Citing the low cost and simplicity that Montr Emergency Button demonstrates, he also predicts that the use of emergency buttons will become a mandatory requirement of health and safety law across the globe for vulnerable lone-worker professionals.
The Collaboration with Nordic Semiconductor
At the end of last year, Montr teamed up with Nordic Semiconductor for employing its cellular IoT modules and cellular IoT technical support.
Meulesteen says: “Without the Nordic nRF9160 SiP our Emergency Button would not have been possible to develop in such a small form-factor, include GPS, be able to run from a small battery for up to 10-months, or achieve its safety-critical-grade on-air reliability, range, and building-penetration performance.
The Nordic nRF9160 SiP is significantly smaller, lower power, and has more security features than any other cellular IoT module launched to date for LTE-M and NB-IoT applications, the Norwegian semiconductor company states in a press release.

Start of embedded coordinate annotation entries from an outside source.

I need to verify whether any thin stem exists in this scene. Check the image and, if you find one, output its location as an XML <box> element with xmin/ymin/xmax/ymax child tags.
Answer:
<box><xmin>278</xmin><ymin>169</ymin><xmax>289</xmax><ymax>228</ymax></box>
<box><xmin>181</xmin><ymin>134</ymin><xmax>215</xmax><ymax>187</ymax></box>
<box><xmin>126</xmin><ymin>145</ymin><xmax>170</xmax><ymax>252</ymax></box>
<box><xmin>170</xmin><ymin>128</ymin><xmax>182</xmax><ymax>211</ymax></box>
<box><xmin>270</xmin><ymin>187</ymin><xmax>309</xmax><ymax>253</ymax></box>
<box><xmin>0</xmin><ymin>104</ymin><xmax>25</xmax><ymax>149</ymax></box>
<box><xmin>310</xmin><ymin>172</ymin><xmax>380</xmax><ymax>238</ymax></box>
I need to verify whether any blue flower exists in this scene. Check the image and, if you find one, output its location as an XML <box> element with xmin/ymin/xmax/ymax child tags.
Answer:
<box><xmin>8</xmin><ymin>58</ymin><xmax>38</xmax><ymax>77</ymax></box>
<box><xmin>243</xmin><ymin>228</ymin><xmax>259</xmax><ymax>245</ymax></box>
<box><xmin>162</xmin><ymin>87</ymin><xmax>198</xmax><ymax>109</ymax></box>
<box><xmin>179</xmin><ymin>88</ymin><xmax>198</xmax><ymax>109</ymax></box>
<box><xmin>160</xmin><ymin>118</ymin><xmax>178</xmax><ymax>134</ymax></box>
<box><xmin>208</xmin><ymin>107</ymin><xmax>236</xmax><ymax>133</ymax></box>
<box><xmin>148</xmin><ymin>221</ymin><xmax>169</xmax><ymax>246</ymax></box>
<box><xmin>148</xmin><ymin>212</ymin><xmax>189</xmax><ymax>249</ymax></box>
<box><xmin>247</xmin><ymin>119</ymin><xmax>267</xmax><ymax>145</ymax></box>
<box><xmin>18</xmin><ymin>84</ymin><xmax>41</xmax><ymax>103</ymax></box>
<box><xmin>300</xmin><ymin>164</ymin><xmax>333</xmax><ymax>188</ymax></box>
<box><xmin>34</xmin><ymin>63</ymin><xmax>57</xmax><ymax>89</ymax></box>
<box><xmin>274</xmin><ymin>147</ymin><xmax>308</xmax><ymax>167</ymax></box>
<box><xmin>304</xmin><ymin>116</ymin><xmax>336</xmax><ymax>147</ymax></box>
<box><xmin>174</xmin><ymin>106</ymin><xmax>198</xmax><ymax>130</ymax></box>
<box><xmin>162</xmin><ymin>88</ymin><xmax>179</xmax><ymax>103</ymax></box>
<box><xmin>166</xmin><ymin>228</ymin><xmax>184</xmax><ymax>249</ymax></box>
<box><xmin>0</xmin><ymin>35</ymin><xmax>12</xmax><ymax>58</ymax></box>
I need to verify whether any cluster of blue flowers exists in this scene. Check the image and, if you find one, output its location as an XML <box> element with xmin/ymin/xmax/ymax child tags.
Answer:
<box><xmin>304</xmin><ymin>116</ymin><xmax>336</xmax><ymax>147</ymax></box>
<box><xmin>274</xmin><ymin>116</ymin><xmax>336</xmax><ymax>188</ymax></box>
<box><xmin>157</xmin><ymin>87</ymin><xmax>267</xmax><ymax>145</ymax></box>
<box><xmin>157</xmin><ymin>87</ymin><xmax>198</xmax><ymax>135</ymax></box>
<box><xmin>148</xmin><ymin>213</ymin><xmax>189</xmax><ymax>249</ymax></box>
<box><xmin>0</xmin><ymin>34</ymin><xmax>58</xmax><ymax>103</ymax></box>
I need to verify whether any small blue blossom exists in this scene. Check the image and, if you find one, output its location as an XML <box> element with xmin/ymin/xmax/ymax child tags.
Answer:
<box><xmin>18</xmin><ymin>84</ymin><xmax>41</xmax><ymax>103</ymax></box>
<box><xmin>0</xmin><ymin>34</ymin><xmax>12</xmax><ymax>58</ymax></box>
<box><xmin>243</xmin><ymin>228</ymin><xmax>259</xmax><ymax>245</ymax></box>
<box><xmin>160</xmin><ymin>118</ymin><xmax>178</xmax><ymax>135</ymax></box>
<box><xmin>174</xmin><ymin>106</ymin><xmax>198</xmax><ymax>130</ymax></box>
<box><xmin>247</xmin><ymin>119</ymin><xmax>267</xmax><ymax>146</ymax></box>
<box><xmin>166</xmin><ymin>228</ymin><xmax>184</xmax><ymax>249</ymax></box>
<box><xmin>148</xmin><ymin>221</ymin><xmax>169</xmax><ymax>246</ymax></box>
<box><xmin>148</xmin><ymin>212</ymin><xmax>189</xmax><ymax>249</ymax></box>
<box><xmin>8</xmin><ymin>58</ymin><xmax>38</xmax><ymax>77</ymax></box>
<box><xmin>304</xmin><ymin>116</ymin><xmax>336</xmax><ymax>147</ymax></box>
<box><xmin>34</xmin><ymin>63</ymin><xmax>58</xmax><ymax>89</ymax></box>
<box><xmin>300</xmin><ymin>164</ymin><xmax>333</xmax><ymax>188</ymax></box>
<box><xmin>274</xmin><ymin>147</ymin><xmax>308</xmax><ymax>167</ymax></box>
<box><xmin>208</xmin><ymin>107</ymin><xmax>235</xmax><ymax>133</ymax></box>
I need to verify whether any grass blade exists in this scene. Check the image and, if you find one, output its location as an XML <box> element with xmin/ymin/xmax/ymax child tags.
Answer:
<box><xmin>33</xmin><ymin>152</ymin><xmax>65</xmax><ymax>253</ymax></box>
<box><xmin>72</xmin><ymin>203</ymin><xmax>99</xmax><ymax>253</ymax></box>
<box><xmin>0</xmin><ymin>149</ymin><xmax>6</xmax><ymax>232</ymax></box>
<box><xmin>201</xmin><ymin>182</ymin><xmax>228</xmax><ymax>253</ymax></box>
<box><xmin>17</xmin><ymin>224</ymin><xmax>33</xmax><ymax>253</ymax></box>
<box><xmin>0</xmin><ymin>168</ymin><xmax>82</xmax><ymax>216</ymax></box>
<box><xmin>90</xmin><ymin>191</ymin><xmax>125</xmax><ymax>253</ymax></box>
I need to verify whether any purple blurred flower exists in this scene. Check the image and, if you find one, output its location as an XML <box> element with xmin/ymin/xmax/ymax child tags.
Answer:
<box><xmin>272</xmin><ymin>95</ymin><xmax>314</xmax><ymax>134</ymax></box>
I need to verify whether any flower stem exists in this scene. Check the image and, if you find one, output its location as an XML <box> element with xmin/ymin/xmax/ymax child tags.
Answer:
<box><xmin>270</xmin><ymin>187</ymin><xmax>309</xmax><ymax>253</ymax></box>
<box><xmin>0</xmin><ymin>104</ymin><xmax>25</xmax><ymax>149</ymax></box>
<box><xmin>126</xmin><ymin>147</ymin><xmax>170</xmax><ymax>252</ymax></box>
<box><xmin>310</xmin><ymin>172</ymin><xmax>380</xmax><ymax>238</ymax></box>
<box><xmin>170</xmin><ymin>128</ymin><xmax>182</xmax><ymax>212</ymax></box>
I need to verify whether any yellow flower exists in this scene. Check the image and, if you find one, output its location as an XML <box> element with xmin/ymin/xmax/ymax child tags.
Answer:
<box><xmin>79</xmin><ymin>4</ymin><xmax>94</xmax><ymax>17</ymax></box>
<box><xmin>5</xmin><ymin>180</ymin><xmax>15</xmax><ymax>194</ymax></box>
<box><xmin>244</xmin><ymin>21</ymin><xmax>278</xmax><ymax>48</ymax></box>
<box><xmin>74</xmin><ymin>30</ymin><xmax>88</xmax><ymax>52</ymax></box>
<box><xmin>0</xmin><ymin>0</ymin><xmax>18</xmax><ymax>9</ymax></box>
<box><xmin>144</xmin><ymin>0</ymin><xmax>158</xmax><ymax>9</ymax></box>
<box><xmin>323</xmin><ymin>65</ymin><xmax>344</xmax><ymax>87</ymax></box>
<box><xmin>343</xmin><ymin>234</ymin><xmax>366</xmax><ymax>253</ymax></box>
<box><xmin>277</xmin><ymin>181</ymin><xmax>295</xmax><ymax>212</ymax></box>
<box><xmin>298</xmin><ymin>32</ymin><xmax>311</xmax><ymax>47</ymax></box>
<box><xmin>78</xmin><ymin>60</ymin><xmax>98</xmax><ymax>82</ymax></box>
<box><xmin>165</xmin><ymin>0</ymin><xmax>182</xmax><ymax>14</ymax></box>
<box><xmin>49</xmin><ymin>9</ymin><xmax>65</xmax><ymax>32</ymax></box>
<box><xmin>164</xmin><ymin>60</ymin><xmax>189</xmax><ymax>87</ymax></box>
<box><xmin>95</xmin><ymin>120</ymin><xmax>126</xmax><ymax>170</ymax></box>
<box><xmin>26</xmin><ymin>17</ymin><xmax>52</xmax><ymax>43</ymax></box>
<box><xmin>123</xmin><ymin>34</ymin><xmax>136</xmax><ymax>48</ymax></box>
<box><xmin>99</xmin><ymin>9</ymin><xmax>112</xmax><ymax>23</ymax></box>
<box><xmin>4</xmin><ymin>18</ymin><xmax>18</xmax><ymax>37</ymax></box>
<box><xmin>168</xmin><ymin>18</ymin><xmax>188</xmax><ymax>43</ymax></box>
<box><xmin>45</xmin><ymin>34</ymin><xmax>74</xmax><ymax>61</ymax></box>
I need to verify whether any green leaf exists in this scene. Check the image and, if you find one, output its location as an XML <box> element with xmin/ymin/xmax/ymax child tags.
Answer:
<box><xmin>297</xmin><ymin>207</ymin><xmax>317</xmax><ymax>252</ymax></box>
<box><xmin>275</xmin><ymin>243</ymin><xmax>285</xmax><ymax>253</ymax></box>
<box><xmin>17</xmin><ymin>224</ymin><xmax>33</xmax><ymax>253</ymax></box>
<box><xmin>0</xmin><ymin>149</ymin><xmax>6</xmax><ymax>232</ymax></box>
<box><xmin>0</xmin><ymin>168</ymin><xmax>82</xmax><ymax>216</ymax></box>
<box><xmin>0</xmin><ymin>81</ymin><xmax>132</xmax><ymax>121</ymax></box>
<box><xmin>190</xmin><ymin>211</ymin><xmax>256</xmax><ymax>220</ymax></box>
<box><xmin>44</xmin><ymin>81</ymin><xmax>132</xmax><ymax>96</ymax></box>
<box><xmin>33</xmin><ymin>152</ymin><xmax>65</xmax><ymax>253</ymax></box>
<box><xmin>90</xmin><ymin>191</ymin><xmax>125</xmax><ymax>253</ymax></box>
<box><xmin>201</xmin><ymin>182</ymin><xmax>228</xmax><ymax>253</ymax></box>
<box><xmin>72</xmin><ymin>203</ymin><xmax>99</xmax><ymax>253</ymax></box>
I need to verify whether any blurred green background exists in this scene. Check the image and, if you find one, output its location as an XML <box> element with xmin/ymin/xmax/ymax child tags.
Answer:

The nRF9160 SiP is also the first cellular IoT module to incorporate Arm’s latest Arm Cortex M-33 CPU core. This is supported by 1MB of Flash and 256kB of RAM on-board memory.
“While personal emergency alarms are nothing new, one that uses cellular networks standalone without needing to be paired to a smartphone or gateway is,” comments Geir Langeland, Nordic Semiconductor’s Director of Sales & Marketing.
Features & Functionality
The 58 x 42 x 6 to 24mm Montr Emergency Button weighs just 29g and requires zero user set-up.
Activation is done with a double button press (to reduce the chance of false alarms) that then notifies via encrypted comms an emergency response center of the user’s identity (via a unique user ID linked to each button) and their GPS location.
To reassure the user that help is on its way, the button will vibrate and flash to confirm that the emergency request was successfully received by the emergency center.
At present the Montr Emergency Button is only available in The Netherlands. A Norwegian and German version is planned for launch later this year.